Em um caso fictício, um casal paga R$ 14 mil por uma bancada de quartzo e vê uma trinca surgir ao redor do cooktop no primeiro jantar. O casal, as empresas, o valor e o episódio são inventados. Num caso real, fotos, medidas, manual do aparelho e perícia ajudariam a separar defeito, instalação e calor.
O que teria acontecido com a bancada nesse relato fictício?
Na situação inventada, o casal escolhe uma bancada de quartzo para a cozinha e paga R$ 14 mil pelo fornecimento e montagem. No primeiro jantar, surge uma trinca perto do cooktop, justamente na região onde a peça recebeu um grande recorte.
A marmoraria fictícia afirma que o instalador deixou o aparelho pressionando a pedra. O instalador diz que o recorte veio inadequado. Nenhuma dessas versões, sozinha, comprova a origem da trinca. O ponto central seria preservar a bancada e registrar a condição antes de qualquer reparo.

Que detalhes técnicos poderiam explicar uma trinca ao redor do cooktop?
Guias técnicos de superfícies de quartzo consultados para a apuração mostram que cantos internos arredondados, distâncias mínimas e apoio adequado fazem parte do projeto do recorte. Também existem recomendações específicas para o tipo de cooktop e para a separação entre o aparelho e a superfície.
Por isso, uma avaliação real precisaria comparar o manual do cooktop, as medidas do recorte e a geometria da abertura. Sinais de impacto, apoio irregular e exposição térmica também entram na análise. O fato de a trinca aparecer no primeiro uso não prova, sozinho, qual mecanismo iniciou a falha.
Quais provas ajudariam a descobrir onde o problema começou?
Antes de desmontar a cozinha, seria útil guardar fotos em alta resolução da trinca, da parte inferior da bancada e das bordas do recorte. A nota fiscal, o orçamento e as mensagens trocadas também ajudam a mostrar quem mediu, quem cortou e quem instalou.
Uma perícia independente poderia medir o vão, observar pontos de apoio e folgas e conferir se o cooktop está montado como o fabricante prevê. O laudo não deveria começar escolhendo culpados.
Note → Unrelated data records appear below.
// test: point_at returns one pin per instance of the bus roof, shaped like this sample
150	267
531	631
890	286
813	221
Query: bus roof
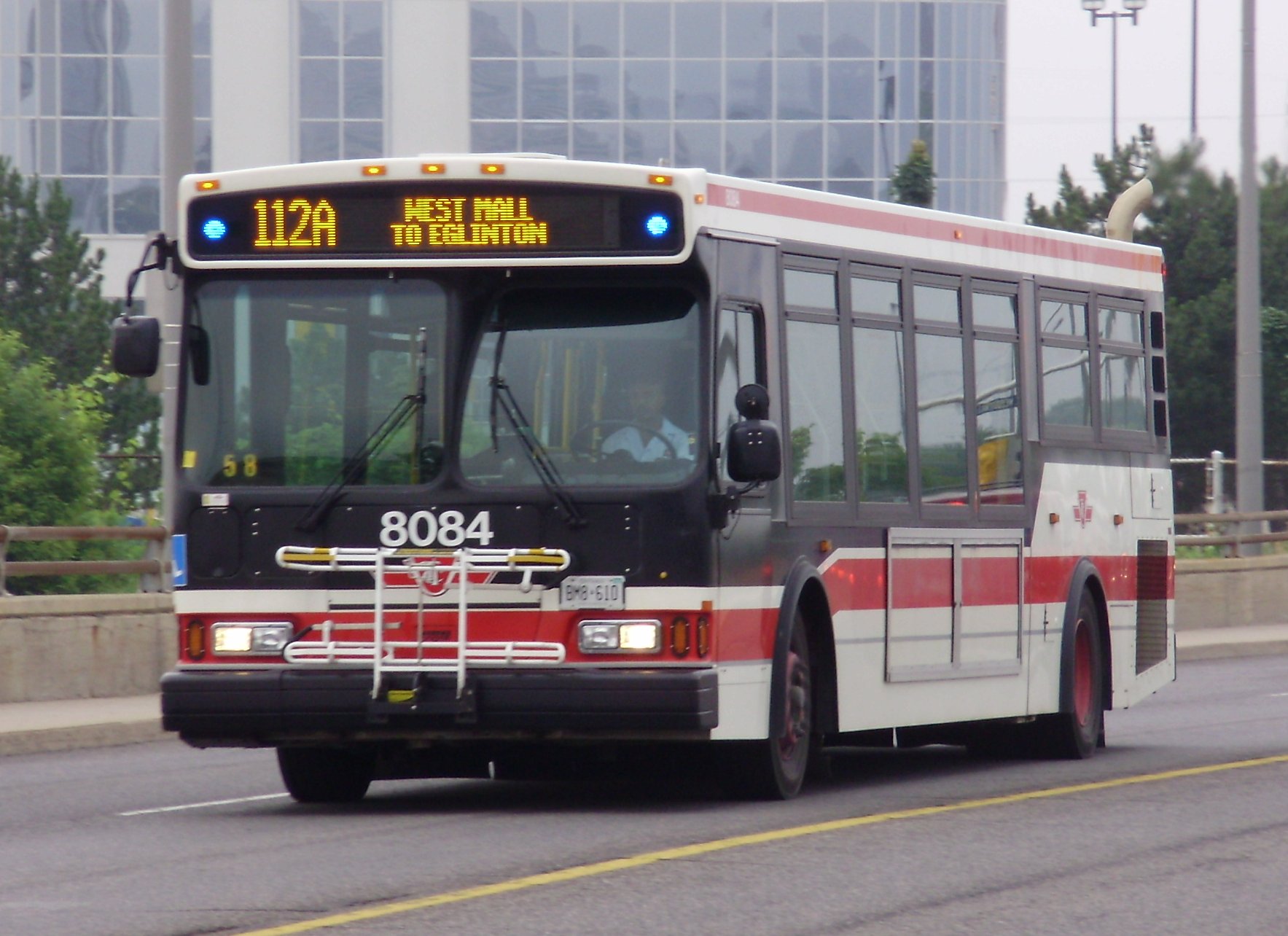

Ele deveria registrar sinais físicos e comparar cada hipótese com o que realmente está instalado.
A seguir listamos 5 provas úteis que ajudariam a organizar uma apuração real sem alterar a bancada antes da análise:
- Fotos da trinca: registre início, direção e distância em relação ao recorte do cooktop.
- Manual do aparelho: confira medidas, folgas e condições previstas para a instalação.
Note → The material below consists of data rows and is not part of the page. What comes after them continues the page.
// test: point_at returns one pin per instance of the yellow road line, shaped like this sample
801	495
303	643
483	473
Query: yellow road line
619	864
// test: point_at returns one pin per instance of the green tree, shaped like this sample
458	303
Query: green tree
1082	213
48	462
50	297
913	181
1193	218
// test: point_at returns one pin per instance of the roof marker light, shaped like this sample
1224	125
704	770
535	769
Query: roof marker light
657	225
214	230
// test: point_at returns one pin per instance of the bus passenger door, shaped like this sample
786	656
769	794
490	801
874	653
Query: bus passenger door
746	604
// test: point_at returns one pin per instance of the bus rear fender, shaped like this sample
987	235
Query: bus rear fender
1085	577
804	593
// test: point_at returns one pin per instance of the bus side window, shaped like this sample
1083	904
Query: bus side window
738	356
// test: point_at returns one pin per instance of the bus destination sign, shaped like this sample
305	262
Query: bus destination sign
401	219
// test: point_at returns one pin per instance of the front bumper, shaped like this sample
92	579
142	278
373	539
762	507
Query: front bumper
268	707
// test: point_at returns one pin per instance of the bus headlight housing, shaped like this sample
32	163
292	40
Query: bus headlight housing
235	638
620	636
- Orçamento e pedido: identifique quem assumiu medição, corte, transporte e montagem.
- Medições do recorte: compare cantos, distâncias e apoio com as especificações aplicáveis.
- Laudo independente: use uma avaliação técnica para confrontar as versões dos prestadores.

Marmoraria e instalador poderiam simplesmente culpar um ao outro?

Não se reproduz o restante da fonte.